Nice new selections. And holy crap, the very first resurgence of the Necrons in the 41st millennium is being put on paper. Thank you James Swallow.


----------



## Baron Spikey (Mar 26, 2008)

Chaosveteran said:


> BAH!!! Not ANOTHER audio !!! BL - stop with the audio and print the books!


Erm, they have. Now it's being released in audio book version as well.


----------



## darkreever (Apr 3, 2008)

If by that your implying the necrons have yet to appear in a book to date, at least three novels would stand to prove you wrong in that regard.


----------



## Child-of-the-Emperor (Feb 22, 2009)

In regards to _Hammer and Anvil_ by James Swallow. Im sure some of you will already know this but to elaborate on Sanctuary 101. It was the first recorded Imperial contact with the Necrons which resulted in the complete massacre of the Adeptus Sororitas presence on the planet. Sounds like a fairly open and shut case. 

Looking forward to _Battle of the Fang_, _Atlas Infernal_, and _Sons of Ellyrion_. Finally gives me an excuse to read _Defenders of Ulthuan_ which has been sat on my shelf for far too long!



darkreever said:


> If by that your implying the necrons have yet to appear in a book to date, at least three novels would stand to prove you wrong in that regard.
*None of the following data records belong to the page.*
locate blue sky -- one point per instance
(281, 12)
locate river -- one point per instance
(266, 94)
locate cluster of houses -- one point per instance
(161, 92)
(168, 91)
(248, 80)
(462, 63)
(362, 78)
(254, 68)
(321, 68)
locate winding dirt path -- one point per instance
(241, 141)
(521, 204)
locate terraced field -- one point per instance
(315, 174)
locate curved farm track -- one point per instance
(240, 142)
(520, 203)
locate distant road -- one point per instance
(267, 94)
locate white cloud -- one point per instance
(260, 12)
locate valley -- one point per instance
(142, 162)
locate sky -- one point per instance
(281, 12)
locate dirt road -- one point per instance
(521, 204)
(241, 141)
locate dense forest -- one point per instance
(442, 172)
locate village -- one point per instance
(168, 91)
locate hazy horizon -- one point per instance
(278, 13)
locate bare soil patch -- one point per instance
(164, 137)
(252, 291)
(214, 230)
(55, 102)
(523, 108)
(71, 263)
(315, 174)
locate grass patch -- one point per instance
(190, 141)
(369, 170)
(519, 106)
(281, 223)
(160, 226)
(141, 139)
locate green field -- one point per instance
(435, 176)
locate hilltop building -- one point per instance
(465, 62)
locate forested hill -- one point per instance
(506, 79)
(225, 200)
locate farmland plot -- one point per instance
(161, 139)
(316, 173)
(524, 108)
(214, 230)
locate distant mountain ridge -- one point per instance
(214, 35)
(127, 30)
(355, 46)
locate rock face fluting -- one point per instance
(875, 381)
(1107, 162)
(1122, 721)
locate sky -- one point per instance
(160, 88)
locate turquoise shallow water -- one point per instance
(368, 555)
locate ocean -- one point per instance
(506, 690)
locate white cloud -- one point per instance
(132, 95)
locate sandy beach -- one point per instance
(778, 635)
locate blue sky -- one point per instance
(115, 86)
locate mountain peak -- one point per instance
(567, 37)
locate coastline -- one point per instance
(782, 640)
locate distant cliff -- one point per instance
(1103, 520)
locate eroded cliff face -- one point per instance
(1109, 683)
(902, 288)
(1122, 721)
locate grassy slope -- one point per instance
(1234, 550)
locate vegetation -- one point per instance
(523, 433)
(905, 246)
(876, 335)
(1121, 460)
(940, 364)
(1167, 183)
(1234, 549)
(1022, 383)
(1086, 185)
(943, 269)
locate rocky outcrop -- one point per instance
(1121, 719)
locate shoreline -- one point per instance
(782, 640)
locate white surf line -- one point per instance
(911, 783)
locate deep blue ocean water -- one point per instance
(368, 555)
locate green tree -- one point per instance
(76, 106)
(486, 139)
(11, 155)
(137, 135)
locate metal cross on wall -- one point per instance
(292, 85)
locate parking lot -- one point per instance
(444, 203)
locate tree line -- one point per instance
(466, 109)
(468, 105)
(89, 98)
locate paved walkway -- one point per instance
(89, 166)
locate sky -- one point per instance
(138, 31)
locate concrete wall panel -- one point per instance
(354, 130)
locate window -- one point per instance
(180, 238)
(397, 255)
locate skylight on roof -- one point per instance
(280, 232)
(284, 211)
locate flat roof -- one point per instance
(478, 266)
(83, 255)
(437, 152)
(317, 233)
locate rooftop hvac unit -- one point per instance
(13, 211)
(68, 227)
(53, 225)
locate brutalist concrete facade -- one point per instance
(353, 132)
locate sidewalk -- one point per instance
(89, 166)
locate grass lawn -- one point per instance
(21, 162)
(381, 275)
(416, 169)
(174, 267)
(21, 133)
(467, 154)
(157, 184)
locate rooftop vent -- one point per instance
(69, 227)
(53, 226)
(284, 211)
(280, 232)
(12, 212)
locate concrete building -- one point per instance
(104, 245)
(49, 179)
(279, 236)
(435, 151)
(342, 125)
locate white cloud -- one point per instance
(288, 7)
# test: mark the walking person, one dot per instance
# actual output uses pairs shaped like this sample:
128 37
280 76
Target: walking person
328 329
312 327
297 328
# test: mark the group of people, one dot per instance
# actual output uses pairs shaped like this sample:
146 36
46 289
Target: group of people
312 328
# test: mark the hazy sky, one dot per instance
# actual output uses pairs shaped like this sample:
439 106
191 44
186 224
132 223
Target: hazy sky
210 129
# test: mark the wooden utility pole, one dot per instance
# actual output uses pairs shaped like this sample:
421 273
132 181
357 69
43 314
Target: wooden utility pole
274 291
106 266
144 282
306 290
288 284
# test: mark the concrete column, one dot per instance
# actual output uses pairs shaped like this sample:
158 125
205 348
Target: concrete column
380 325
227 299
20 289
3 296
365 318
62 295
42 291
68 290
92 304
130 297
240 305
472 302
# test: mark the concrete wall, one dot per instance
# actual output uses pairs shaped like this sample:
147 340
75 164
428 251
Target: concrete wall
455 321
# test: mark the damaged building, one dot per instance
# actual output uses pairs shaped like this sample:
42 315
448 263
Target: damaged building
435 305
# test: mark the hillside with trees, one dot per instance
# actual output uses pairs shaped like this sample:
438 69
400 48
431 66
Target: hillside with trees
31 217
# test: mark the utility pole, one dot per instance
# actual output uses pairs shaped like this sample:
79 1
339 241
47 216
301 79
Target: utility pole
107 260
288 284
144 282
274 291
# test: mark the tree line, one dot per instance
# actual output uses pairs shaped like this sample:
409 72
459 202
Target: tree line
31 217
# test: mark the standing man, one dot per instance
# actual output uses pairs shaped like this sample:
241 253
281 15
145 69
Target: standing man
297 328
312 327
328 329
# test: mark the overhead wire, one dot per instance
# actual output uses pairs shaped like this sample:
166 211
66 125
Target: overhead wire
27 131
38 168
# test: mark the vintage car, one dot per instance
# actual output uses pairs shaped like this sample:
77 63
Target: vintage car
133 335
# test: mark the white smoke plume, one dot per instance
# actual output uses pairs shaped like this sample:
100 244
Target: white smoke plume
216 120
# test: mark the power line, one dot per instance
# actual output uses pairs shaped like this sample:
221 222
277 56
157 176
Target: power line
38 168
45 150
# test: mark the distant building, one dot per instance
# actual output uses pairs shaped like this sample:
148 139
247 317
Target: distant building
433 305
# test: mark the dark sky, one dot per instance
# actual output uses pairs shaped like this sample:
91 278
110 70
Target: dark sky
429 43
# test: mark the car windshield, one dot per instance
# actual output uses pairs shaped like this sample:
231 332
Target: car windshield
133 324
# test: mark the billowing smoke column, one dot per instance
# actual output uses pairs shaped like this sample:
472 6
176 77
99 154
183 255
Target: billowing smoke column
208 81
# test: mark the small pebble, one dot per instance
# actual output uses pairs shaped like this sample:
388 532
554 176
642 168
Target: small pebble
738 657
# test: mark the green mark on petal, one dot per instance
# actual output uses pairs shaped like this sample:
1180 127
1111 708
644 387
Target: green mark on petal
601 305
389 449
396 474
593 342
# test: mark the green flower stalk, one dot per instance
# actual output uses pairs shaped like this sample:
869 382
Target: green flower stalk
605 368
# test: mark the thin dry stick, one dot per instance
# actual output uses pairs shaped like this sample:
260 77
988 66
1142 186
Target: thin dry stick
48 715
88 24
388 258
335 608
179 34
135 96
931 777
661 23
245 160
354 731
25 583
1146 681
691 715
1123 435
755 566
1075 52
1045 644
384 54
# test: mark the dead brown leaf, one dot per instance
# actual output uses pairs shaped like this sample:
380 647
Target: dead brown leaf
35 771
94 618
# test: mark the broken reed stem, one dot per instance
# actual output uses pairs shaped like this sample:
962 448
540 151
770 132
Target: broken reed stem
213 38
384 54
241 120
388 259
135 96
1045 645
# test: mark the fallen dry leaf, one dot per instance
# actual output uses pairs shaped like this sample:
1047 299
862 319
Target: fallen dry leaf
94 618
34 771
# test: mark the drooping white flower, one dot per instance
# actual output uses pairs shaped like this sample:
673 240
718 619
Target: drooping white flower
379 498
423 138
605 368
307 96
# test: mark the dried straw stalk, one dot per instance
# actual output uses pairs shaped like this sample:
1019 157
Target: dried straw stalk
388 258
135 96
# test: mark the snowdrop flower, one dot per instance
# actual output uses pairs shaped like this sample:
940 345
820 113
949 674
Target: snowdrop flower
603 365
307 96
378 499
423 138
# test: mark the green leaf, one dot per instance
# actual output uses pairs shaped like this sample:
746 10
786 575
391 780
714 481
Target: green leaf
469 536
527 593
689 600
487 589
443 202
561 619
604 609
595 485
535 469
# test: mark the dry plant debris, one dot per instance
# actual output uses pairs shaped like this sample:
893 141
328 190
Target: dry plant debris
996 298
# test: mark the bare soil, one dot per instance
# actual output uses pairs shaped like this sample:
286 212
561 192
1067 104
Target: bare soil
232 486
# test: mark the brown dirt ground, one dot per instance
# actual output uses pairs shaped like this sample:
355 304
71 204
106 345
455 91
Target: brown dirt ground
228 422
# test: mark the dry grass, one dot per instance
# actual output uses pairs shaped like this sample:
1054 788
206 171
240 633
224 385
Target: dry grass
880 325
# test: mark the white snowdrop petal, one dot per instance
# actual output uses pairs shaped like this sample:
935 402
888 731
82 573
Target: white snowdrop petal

No I think he means their first recorded contact with the Imperium.


----------



## Chaosveteran (Aug 29, 2010)

Lord of the Night said:


> Nice new selections. And holy crap, the very first resurgence of the Necrons in the 41st millennium is being put on paper. Thank you James Swallow.


If I remember correctly, the Necrons made quite an appearance in the Souldrinkers Hellforged?
?
By the way, does Hammer and Aanvil continue from Faith and Fire?


----------



## Lord of the Night (Nov 18, 2009)

Child-of-the-Emperor said:


> No I think he means their first recorded contact with the Imperium.


Yes actually I do.


----------



## Child-of-the-Emperor (Feb 22, 2009)

Thought so, I got your back.


----------



## Lord of the Night (Nov 18, 2009)

Child-of-the-Emperor said:


> Thought so, I got your back.


Hehe thanks CotE :grin:

In regards to the new releases im looking forward to _Atlas Infernal_ the most. Ahriman is one of my favourite, possibly my all time favourite, special character of 40k, and any chance to read him is a treat for me. But a novel where he is the central bad guy?, it could almost be my second birthday, and considering that _Blood Reaver_ is being released at my actual birthday... its gonna be a good year.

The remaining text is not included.